In the years before the attack did you ever think you’d made a mistake and want to return to the U.K.? I know you’ve returned on behalf of the StandWithUs educational and advocacy group. Do you miss anything about the U.K.?
I never regretted coming to Israel. I never thought about moving back after the attack. It has been my home since the mid-eighties; I have lived longer here than I did there. All I miss is customer service and creamy beer!
I’ve read that your dog, Peanut was unharmed by your assailants. What sort of a dog is she? Did she run to the road and bark to try to raise an alarm like dogs sometimes do? Or was she also attacked?
She was a cross between a pincher and a dachshund. They stabbed her but she survived and dragged her way through the forest after me. Sadly, she got run over a year later.
The Star of David necklace you were wearing when you were attacked plays an important symbolic role in your story, both during the attack and after. Why have you decided to have it memorialised, rather than to wear it?
Because it is a reminder to me that I was nearly murdered for being Jewish. It is the only personal item that I wanted returned from the police. I don’t want to lose it so I keep it at home.
During a powerful radio interview on Israel National News, you described the scene in court where your assailants’ ordinary faces became demonic when you cried ‘Am Yisroel chai – the People of Israel live’. But you insist that you hate only hatred and the fact that they’ve been taught to hate. How do you reconcile this with what has happened to you?
I hate their hatred. I am sick of their sickness. Justice to a certain degree has been done so I choose not to dwell on them or hate them, not for their sake but for my own. Instead I fill my life with positive people and beautiful things.

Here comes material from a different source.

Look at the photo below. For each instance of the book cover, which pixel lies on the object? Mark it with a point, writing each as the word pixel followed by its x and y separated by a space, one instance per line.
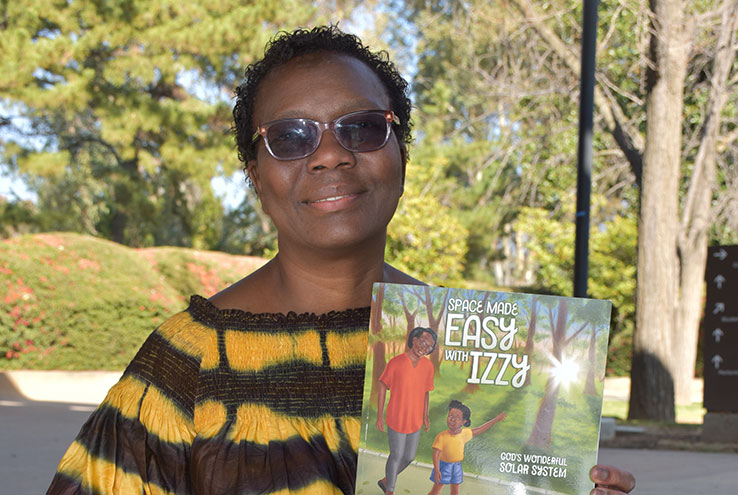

In the days before this interview we were treated to the ‘Tale of the Two Zoabis’: Hanin Zoabi – the Israeli woman Arab MK who insists that those who kidnapped the three teenagers are not terrorists and her distant relative, Mohammad Zoabi, an Israeli Arab student described as a ‘proud Zionist patriot’. Have you ever met either of them? How, in the tight-knit Arab world, could members of the same extended clan hold such different views?
I have never met either of them and I don’t understand how they have such different views.
As a quite extraordinary aside, you’ve also had to fight libellous accusations from a cyber-bully. Had you previously known this person? Why has he acted like this? Have you had any restitution?
It was the ex-husband of a good friend who could not stand up for herself because she was scared of him. When bullies are exposed, I find that they fight like cowards, and this is what he did. He went behind the scenes thinking he would never be caught. I am in the process of suing him because although he admitted what he did, he never made right by publicly apologising and covering my expenses for hiring a cyber detective. He should get his summons after the court resumes from summer recess.
But almost four years on, your terrible story appears to have no happy ending or any firm conclusion. Indeed, the next ‘chapter’ is due to begin some weeks after this interview on Thursday 10 July with your appearance at the Israel Supreme Court, Jerusalem. It is then that one of your assailants will appeal against his sentence as an accomplice to the murder of Kristine Luken. How will you cope with that?
Seeing them in court is a lot easier than meeting them in the forest. Though obviously the less I see of them the better. They belong in a place where all sons of evil belong.
Kay Wilson, thank you for talking to ‘Live Encounters’.